With 76 students instead of the expected 64, that means the school’s administration may have to do more with less.
Though Bayview School principal Scott Mauk’s predicted enrollment would jump, the district had projected a decrease in line with the overall decline in enrollment across the district last year.
But as the summer vacation faded away for Mauk and his administration, he continued to receive requests from students to attend his school, 14 in all.
“About two weeks ago, I was thinking it was going to be somewhere between 68 and 70. By Tuesday or Wednesday of last week, it was going to be 75, and now it is going to settle somewhere around 76,” Mauk said.
Mauk understands why and how the district projects enrollment. It’s about the numbers.
“The district, looking at the graduating class, looked at just the straight numbers without accounting for the other variables.

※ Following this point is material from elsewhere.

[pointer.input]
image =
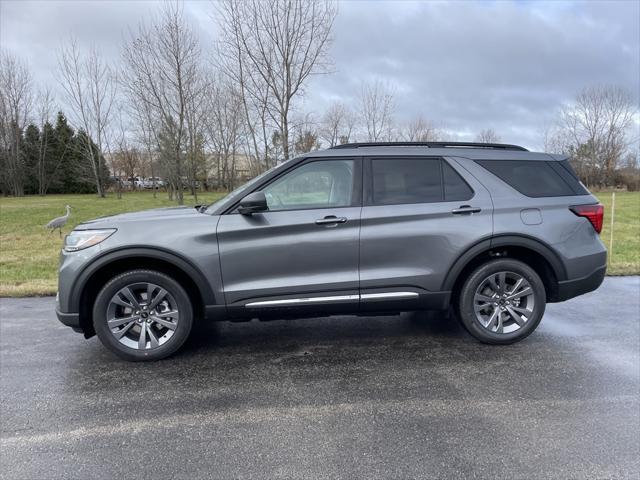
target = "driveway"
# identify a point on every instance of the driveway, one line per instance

I see they are less about accounting and more about sociology,” Mauk said. “They decided to make the number lower than what I thought it was going to be.”

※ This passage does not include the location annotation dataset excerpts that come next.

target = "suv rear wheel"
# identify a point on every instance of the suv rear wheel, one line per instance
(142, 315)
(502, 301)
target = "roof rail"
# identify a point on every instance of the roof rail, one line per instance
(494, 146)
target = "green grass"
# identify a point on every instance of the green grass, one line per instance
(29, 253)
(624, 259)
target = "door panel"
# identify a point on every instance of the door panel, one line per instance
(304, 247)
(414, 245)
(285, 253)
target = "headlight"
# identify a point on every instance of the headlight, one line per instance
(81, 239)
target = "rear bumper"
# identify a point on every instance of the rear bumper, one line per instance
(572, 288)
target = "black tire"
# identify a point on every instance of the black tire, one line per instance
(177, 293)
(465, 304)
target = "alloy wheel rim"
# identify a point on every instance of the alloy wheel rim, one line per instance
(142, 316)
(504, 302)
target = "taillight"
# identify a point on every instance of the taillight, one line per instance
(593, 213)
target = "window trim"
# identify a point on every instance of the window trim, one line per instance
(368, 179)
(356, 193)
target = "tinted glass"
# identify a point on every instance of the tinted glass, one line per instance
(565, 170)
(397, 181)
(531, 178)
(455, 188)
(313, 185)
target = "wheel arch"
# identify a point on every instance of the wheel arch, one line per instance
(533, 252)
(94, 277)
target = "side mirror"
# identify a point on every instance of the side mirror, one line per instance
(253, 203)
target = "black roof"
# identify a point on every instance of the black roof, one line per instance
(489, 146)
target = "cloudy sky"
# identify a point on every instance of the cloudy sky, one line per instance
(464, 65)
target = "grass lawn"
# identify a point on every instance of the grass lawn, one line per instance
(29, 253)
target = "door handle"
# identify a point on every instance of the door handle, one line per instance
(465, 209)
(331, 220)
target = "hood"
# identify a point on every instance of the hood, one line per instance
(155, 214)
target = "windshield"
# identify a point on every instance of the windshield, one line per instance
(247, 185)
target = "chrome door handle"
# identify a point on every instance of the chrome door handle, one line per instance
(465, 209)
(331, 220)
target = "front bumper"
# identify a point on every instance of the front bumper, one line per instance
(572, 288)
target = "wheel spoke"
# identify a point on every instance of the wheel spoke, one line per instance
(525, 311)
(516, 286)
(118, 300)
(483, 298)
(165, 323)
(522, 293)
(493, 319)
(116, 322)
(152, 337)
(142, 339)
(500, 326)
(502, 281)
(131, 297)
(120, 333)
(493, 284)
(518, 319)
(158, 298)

Mauk is not exactly sure what caused the upsurge in enrollment, but he has some guesses.
“Kids are really feeling that they don’t belong, feeling that they are marginalized or disaffected,” he said.

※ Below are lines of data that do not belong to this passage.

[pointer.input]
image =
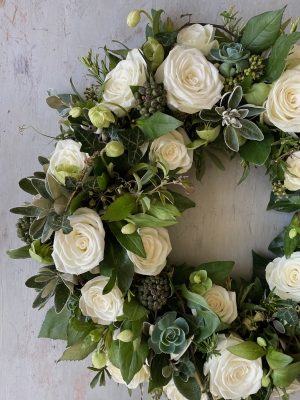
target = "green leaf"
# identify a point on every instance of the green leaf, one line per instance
(190, 389)
(132, 140)
(157, 125)
(261, 31)
(120, 208)
(132, 242)
(55, 325)
(248, 350)
(217, 271)
(26, 185)
(257, 152)
(134, 310)
(21, 252)
(62, 294)
(277, 61)
(283, 377)
(276, 359)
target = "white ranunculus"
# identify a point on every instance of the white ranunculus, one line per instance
(172, 392)
(67, 160)
(222, 302)
(291, 182)
(192, 82)
(232, 377)
(284, 275)
(172, 146)
(82, 249)
(102, 308)
(129, 72)
(139, 377)
(198, 36)
(157, 246)
(283, 103)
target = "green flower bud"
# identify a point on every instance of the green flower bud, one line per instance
(128, 229)
(101, 116)
(154, 53)
(133, 18)
(258, 94)
(64, 170)
(75, 112)
(41, 253)
(99, 359)
(125, 336)
(209, 134)
(261, 341)
(114, 149)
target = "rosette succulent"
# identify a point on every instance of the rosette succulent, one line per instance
(233, 58)
(169, 334)
(233, 116)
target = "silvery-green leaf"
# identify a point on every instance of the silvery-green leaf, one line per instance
(235, 97)
(250, 130)
(231, 138)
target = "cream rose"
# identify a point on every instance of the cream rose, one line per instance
(291, 182)
(82, 249)
(192, 82)
(157, 246)
(222, 302)
(117, 90)
(283, 103)
(284, 275)
(67, 160)
(232, 377)
(198, 36)
(172, 146)
(102, 308)
(139, 377)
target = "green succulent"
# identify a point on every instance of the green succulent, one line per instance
(233, 117)
(199, 282)
(169, 334)
(233, 58)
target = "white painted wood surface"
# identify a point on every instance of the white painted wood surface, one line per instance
(40, 43)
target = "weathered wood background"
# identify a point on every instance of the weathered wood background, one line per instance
(40, 44)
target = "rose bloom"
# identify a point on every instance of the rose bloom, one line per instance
(157, 246)
(198, 36)
(172, 146)
(117, 90)
(102, 308)
(284, 275)
(283, 103)
(192, 82)
(222, 302)
(232, 377)
(68, 157)
(139, 377)
(291, 182)
(82, 249)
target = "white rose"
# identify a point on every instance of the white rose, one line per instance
(198, 36)
(232, 377)
(102, 308)
(157, 246)
(172, 146)
(139, 377)
(291, 182)
(283, 103)
(129, 72)
(222, 302)
(192, 82)
(67, 160)
(82, 249)
(293, 59)
(284, 275)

“I am hearing kids say … ‘I don’t connect with the teachers,’ and they come here because they want to feel connected.”
Whether students come of their own free will or they have been forced by the courts or their parents to attend, they find that Bayview School accepts them with open arms and a safe and comfortable atmosphere.
“This place is who’s here,” Mauk said during a gathering of students at one of the school’s “town meeting.” The meetings are held every Thursday so students can get to know each other and their instructors.
“Who’s here is who we are. We are so small and we are so close, that who we are is totally dependent on who shows up and how they are in the community,” Mauk added. “There is a sense of closeness and we value a sense of community, a sense that we can be ourselves. That sense of community belongs to us and to no one else.”
“I think it is more of a family here,” said Carrie Garrison, 19, of Coupeville. “I really want to be here. I want to make it happen and I want to graduate.”
Garrison has heard the stereotype about Bayview students, and that the school isn’t academically challenging. It is, she said.
“Bayview is not easy like some people say. It is the same amount of work. If you are not good at homework, then you should not be here, because there is a lot of it and you have to do it,” Garrison said.
In addition to a family-like atmosphere, students feel comfortable and safe at Bayview.
“I feel like I fit in like puzzle pieces. We all came from somewhere else where we didn’t,” said Jemima Bentley, 17, of Freeland.
“I think there always needs to be a place where people who are out of the loop, out of the box,” she said.
“Before I came here, I never talked with my classmates. Here, everybody shares, everybody has their stories,” Bentley said. “I feel really safe to share what I think.”
Mauk said schoolwork at Bayview stresses components such as the graduation portfolio, because he said testing such as the WASLs does little for his students.
“Things like the WASLs are so disconnected from the reality of these kids and families that we just refuse to stand in the line. We want to challenge. I think there is room for both ways,” he said.
“I am an alternative educator. What attracted me here was the opportunity to create the portfolio graduation requirement and work with somebody who I thought was on the cutting edge of understanding what kids needed,” he said.